Like many artists, Green’s public performances were severely impacted by the coronavirus pandemic. However, he remained active as an educator and recording artist on several projects throughout 2020, including archival livestream features with CAAPA on their Vir-Cital™ Series. Additionally, in July 2020, Green helped to curate the performance content for an outdoor public concert commemorating the anniversary of the historic 1963 Civil Rights ‘March on Washington’, presented by the international performance tours company Classical Movements, and CAAPA. In February 2021, Green appeared as pianist, composer, and poet, in the ‘Black History Month’ concert entitled, ‘No Ways Tired’, presented by the UMD School of Music IDEA Committee (Inclusion, Diversity, Equity and Accessibility). In March 2021, Green appeared in concert with acclaimed mezzo-soprano, J’Nai Bridges, as presented by Washington Performing Arts. The program, entitled ‘Rising Together’, featured Ms. Bridges, accompanied by Green, in interpretations of works by German, Austrian, Spanish and American composers, highlighting Green’s own poetry and compositions as well.
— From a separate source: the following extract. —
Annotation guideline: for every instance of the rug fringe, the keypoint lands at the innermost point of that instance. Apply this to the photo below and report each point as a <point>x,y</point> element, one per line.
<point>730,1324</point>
Green earned degrees in solo piano from the University of South Carolina (1995), the Peabody Institute (M.M. 1997, G.P.D. 1999), and the D.M.A. in Collaborative Piano at the University of Maryland College Park (2005). His principal piano teachers have included Charles Fugo, Ann Schein, Marian Hahn, and Rita Sloan. Green is a member of Phi Mu Alpha Sinfonia and the National Association of Teachers of Singing. His film credits include, Samuel Coleridge Taylor and His Music in America: 1900-1912, and Paul Laurence Dunbar: Beyond the Mask, a PBS documentary.
Personal Quote: “Although I enjoy my musical pursuits, creative writing, and pedagogical research, my most fulfilling work is in helping other artists unlock their own creative potential to express their art with emotional impact, excellence, and integrity.”